Expressively vulgar: The socio-dynamics of vulgarity and its effects on sentiment analysis in social media
Please check this paper for details regarding annotation and modeling
Citation:
@InProceedings{cachola2018vulgar,
author = {Cachola, Isabel and Holgate, Eric and Preo\c{t}iuc-Pietro, Daniel and Li, Junyi Jessy},
title = {Expressively vulgar: The socio-dynamics of vulgarity and its effects on sentiment analysis in social media},
booktitle = {Proceedings of the 27th International Conference on Computational Linguistics},
year = {2018},
pages = {2927--2938},
url = {http://aclweb.org/anthology/C18-1248},
}
Use of the data presented here must abide by the Twitter Terms of Service and Developer Policy
A bi-LSTM that predicts sentiment values, utilizing vulgarity features.
The three possible vulgarity features are: (1) Masking (2) Insertion (3) Concatenations
First, run clean_data.py
to prepare data set for modeling.
clean_data.py
automatically uses the path ./data/coling_twitter_data.tsv
to the original data set but if your file path
is different then you can change it using the flag --data_set
. clean_data.py
saves the cleaned data to ./data/cleaned_data.tsv
.
Example Usage:
python3 clean_data.py --data_set=./data/coling_twitter_data.tsv
After cleaning data, run bilstm.py
Required parameters:
- train=path to training data set
- validation_data=path to validation data set
- initial_embed_weights=path to initial embedding weights
- prefix=prefix to save model
For initial embedding weights, we use 200d CBOW embeddings pre-trained on 50M tweets (Astudillo et al., 2015).
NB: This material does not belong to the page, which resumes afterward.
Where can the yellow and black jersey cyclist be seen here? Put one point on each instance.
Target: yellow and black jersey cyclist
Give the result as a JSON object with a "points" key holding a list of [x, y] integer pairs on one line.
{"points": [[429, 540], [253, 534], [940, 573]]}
Optional parameters:
-
rnndim=<rnn dimension, default=128>
-
dropout=<dropout rate, default=0.2>
-
maxsentlen=<maximum length of tweets by number of words, default=60>
-
num_cat=<number of categories, default=5>
-
lr=<learning rate, default=0.001>
-
only_testing=<boolean if you only want to load a saved model, default=False>
-
concat=<boolean if using concat method, default=False>
-
insert=<boolean if using insert method, default=False>
-
mask=<boolean if using mask method, default=False>
Example usage:
python3 bilstm.py --train=<path> --test=<path> --prefix=example --concat=True
Returns:
- Saves model as h5 and json files to ./training
- Prints summary of model
If a test set is provided:
- Saves predictions of test set to ./training/predictions
- Prints micro mean absolute error
- Prints macro mean absolute error
- Prints per class mean absolute error